Why is the course map important?
The primary function a course map will serve is to help you better judge the impact that the wind or weather conditions will have on your game plan. Your entire course strategy could change depending on the strength and direction of the wind on a given day. Given that weather forecasts, especially wind direction and strength forecasts, have improved significantly over the years and are much easier to find on your iPhone or Android device, you would be doing yourself a disservice not to gather this information ahead of time and think through how it will effect the tee shot and approach shots on every hole on the course.
Adjusting your expectations and your game plan / course strategy for the wind
The wind can affect the direction of your golf shots significantly. Hitting a shot directly down wind will cause the ball to fly farther (sometimes 10-20 yards more) and will help the shot fly straighter since any push, pull, hook, or slice will be reduced by a helping wind. However, a shot directly into the wind will cause the ball to fly farther off target than if there was no wind.

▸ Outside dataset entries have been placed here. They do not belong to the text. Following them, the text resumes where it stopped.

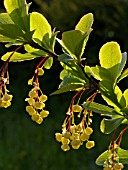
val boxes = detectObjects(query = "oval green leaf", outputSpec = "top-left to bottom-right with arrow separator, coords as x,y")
100,117 -> 124,134
30,12 -> 51,41
2,52 -> 40,62
75,13 -> 94,33
99,42 -> 122,83
96,148 -> 128,166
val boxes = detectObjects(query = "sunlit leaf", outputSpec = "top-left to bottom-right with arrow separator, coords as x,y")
91,66 -> 111,81
1,52 -> 40,62
83,102 -> 118,117
30,12 -> 51,41
44,57 -> 53,69
100,117 -> 124,134
4,0 -> 29,31
117,68 -> 128,82
99,42 -> 122,83
0,24 -> 24,41
0,13 -> 14,24
75,13 -> 93,33
118,52 -> 127,75
99,80 -> 121,110
96,148 -> 128,166
51,84 -> 83,95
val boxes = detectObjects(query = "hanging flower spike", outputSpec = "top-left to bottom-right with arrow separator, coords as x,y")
25,58 -> 49,124
0,65 -> 13,108
55,90 -> 95,151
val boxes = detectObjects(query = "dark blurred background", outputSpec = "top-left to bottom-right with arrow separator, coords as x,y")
0,0 -> 128,170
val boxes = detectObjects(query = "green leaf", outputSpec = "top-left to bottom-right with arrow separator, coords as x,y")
30,12 -> 51,41
1,52 -> 40,62
120,89 -> 128,108
50,31 -> 60,52
44,57 -> 53,69
91,66 -> 111,81
24,44 -> 47,57
0,24 -> 24,41
0,13 -> 14,24
118,52 -> 127,76
58,54 -> 74,63
51,84 -> 83,95
59,76 -> 86,88
99,80 -> 122,110
100,117 -> 124,134
4,0 -> 29,32
75,13 -> 94,33
59,30 -> 88,59
61,61 -> 89,82
117,68 -> 128,83
99,42 -> 122,83
96,148 -> 128,166
83,102 -> 118,117
60,69 -> 71,80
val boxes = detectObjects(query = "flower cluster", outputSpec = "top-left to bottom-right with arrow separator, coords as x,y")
55,104 -> 95,151
25,68 -> 49,124
103,144 -> 124,170
0,77 -> 13,108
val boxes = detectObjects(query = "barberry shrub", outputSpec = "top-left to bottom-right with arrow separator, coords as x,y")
0,0 -> 128,170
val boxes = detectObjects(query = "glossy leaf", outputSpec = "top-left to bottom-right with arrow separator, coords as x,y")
59,76 -> 86,88
83,102 -> 118,117
99,42 -> 122,83
60,69 -> 71,80
91,66 -> 111,81
44,57 -> 53,69
61,61 -> 89,83
58,54 -> 74,63
50,31 -> 59,52
4,0 -> 29,31
99,80 -> 121,110
2,52 -> 40,62
118,52 -> 127,76
0,24 -> 24,41
0,13 -> 14,24
24,44 -> 47,57
96,148 -> 128,166
117,68 -> 128,83
60,30 -> 88,59
30,12 -> 51,41
120,89 -> 128,108
51,84 -> 83,95
100,117 -> 124,134
75,13 -> 94,33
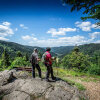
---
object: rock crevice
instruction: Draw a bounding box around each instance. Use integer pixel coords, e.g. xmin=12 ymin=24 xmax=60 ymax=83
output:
xmin=0 ymin=70 xmax=85 ymax=100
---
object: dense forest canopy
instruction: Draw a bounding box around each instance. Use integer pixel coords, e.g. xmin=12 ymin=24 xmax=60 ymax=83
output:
xmin=63 ymin=0 xmax=100 ymax=25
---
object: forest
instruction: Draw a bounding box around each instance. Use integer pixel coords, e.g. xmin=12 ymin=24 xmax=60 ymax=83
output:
xmin=0 ymin=41 xmax=100 ymax=75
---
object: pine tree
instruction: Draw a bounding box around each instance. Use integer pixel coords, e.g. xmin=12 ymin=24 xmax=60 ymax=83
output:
xmin=16 ymin=51 xmax=22 ymax=57
xmin=2 ymin=49 xmax=10 ymax=67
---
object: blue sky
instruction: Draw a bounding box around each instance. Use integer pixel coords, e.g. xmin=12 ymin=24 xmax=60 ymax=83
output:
xmin=0 ymin=0 xmax=100 ymax=47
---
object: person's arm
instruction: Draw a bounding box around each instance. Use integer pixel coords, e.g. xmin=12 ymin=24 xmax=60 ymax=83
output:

Subsequently, holes that play into the wind (especially a strong wind) will play significantly harder. Each shot will travel less distance, increasing the length the hole will play. Also, your shots will travel farther offline increasing the potential for trouble off the tee and around the greens.

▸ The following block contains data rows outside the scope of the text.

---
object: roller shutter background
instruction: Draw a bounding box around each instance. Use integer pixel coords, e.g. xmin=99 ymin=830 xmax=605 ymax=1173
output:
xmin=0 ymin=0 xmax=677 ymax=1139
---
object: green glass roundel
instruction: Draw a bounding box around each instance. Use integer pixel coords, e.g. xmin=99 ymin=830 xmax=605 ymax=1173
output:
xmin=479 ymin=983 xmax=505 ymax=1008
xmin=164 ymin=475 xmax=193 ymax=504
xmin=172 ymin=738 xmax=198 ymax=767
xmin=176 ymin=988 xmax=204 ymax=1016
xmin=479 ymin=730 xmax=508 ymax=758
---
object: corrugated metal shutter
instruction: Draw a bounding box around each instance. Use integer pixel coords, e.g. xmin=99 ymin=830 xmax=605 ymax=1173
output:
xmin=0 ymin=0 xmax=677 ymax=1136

Left-to-right winds tend to also be difficult for most golfers since this wind will cause a fade or slice to turn more from left to right. A right-to-left wind may help reduce the amount of side spin on a fade or slice, helping the ball travel straighter, but you will also get less distance from each shot. The opposite is true for a draw or hook in both of these circumstances.
Down wind holes will play much easier because you ball with travel farther and straighter. It pays to take advantage of these holes when the wind is really blowing since you will eventually have to turn back into the wind and it will be harder to score well.

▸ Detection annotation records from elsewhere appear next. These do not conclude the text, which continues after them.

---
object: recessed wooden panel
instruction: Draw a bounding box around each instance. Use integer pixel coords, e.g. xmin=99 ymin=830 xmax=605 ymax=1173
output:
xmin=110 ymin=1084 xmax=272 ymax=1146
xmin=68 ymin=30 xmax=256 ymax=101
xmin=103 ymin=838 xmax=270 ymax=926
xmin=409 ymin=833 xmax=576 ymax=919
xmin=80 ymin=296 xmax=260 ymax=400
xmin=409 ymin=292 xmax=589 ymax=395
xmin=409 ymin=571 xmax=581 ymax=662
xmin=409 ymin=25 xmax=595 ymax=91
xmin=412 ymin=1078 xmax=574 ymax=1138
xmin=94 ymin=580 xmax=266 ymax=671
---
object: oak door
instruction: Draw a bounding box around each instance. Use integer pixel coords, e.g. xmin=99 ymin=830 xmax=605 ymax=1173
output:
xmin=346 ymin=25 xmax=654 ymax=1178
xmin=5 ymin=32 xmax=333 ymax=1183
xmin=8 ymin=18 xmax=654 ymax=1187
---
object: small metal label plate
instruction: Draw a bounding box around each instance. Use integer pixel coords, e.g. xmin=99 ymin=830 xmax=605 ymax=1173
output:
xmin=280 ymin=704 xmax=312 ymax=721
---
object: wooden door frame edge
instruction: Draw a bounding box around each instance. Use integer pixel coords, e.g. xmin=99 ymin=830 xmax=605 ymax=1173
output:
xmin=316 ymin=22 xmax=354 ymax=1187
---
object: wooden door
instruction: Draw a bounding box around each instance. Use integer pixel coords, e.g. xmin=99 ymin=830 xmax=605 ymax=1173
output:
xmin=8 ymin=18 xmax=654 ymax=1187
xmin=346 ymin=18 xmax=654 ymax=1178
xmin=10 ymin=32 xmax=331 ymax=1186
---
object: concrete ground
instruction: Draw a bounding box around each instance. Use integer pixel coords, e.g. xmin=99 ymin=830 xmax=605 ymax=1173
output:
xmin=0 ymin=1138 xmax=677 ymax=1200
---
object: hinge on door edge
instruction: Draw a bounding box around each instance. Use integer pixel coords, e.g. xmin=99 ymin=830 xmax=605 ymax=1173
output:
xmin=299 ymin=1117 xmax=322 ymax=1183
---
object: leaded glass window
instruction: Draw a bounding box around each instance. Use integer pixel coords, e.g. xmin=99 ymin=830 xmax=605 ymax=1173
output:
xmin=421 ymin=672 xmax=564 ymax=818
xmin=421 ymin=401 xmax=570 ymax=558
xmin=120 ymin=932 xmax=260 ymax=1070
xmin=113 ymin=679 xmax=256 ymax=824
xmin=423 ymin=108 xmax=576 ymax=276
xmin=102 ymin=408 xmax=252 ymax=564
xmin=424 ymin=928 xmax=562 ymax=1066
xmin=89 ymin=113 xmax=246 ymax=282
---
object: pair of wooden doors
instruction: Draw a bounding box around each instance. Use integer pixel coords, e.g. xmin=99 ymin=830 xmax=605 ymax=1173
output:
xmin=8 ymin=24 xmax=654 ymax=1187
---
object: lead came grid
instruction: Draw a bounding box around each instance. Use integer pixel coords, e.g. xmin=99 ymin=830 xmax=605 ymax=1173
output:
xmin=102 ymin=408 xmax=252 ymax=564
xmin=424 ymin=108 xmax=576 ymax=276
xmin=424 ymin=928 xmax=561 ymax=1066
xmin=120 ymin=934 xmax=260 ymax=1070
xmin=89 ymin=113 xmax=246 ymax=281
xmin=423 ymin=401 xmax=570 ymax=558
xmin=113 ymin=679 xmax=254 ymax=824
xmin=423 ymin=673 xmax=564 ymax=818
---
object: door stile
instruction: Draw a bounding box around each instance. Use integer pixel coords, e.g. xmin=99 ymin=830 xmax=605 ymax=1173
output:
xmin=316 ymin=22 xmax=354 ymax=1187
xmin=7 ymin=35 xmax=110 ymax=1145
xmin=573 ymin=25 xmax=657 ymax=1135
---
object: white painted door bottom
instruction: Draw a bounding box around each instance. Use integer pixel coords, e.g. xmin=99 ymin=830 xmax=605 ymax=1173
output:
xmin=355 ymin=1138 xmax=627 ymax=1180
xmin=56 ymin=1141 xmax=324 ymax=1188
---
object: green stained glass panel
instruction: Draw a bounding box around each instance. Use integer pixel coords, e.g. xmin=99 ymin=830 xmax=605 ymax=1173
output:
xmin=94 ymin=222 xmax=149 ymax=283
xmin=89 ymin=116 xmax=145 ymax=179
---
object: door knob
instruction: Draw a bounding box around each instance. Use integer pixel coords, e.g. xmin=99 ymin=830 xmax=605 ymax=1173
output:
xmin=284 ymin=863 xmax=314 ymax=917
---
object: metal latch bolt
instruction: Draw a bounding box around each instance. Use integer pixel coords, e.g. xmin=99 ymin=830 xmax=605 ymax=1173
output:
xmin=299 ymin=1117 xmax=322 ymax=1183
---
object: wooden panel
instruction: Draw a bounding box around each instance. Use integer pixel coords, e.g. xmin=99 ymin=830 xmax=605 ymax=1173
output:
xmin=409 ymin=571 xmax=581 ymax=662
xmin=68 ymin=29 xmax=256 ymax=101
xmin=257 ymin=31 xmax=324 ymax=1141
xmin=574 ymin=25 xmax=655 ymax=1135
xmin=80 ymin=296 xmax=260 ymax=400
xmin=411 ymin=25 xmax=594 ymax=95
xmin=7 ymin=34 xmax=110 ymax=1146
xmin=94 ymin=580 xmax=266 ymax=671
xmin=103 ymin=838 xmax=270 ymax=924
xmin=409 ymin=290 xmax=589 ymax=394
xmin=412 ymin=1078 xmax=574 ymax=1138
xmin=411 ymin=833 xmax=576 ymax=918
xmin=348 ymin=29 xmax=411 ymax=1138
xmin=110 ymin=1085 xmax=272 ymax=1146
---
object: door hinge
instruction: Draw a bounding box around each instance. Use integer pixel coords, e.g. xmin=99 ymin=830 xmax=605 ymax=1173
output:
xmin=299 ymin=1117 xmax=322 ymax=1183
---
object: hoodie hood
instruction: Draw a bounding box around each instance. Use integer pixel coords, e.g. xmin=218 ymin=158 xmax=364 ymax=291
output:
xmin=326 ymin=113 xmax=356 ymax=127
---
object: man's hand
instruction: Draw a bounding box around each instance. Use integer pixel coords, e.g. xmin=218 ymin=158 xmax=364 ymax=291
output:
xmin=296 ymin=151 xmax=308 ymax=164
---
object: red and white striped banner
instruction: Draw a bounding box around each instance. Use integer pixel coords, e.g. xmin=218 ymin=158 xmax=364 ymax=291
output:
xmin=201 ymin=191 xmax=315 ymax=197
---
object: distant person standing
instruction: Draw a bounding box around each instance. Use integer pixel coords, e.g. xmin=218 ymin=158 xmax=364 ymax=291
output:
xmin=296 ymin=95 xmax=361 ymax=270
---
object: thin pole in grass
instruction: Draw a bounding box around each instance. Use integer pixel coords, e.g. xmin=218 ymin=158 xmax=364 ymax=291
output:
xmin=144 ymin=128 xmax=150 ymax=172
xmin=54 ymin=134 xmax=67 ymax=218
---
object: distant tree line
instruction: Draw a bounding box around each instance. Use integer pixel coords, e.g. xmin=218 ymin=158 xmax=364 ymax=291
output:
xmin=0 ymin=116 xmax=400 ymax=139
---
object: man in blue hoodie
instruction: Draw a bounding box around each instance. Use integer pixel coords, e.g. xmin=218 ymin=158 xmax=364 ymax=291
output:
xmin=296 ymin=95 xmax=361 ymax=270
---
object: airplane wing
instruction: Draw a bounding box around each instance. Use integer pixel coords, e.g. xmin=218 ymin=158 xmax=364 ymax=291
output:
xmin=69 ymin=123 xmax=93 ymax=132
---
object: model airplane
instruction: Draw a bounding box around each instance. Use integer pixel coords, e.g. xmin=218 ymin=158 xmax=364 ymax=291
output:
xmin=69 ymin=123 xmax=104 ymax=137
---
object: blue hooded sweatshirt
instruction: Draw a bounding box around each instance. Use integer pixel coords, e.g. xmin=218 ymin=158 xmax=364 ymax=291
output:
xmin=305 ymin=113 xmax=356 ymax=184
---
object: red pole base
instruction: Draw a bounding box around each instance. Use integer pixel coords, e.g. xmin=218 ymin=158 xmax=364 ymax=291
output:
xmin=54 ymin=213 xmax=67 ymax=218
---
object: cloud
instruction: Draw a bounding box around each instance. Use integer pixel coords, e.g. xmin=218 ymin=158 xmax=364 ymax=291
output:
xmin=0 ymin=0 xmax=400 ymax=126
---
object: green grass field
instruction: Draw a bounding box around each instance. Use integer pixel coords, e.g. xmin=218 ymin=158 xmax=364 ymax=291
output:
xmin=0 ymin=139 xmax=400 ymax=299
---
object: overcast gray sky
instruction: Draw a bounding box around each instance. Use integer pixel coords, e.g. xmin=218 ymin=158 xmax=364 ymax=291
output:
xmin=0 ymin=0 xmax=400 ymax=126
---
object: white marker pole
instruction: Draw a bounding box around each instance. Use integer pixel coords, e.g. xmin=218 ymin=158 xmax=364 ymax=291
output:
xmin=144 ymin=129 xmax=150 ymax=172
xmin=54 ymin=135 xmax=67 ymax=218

Knowing ahead of time which holes will play easier and which will play harder can help you better manage your expectations before and during your round and better take advantage of opportunities that the golf course is giving you that day. Play more aggressive on down wind holes given those will tend to be your best chances for birdies, while pars may be good scores on holes playing into the wind.
Steps for Using the Golf Course Map
- Learn which direction the wind will be blowing from (i.e., a northerly wind is a wind come from the north). Be specific. If the wind is a SSE wind, make sure to accurately reflect this in later steps.
- Mark a few lines (in pencil) across your course map to note the direction of the wind.
- Look at each hole and see how the wind will be affecting that hole specifically.
- Use your yardage book to notate the approximate angle the wind will be blowing for each hole that day (i.e., at the top of each hole’s page – draw an arrow that shows the wind direction – be accurate); note that it’s easy to lose track of the wind direction on any given hole because the trees prevent you from throwing grass into the air or there are swirling conditions; your course map can tell you which way you should expect the wind to be blowing, creating one less worry
- Walk through your round and adjust your game plan and your expectations for each hole depending on the direction of the wind and how it changes the setup for each hole.
Perhaps you should hit driver instead of your normal three wood on that shorter par 4 that will play much longer into the wind. Perhaps a long par 5 will now be reachable in two shots given you will get an extra 20-30 yards per shot when it’s severely down wind. Trying to think through these things real-time on a tee box can cause you to lack confidence in your club selection or make you miss out on a good birdie opportunity.
Utilize the course map and wind information before you ever step foot on the golf course and you may just reduce your score by at least a stroke or two. That’s good golf course management skill right there. At the very least, you’ll walk onto every tee box and not be surprised by the conditions you face.
We hope you enjoy our golf tournament preparation list and that it helps lower your scores. Good luck in your next golf tournament!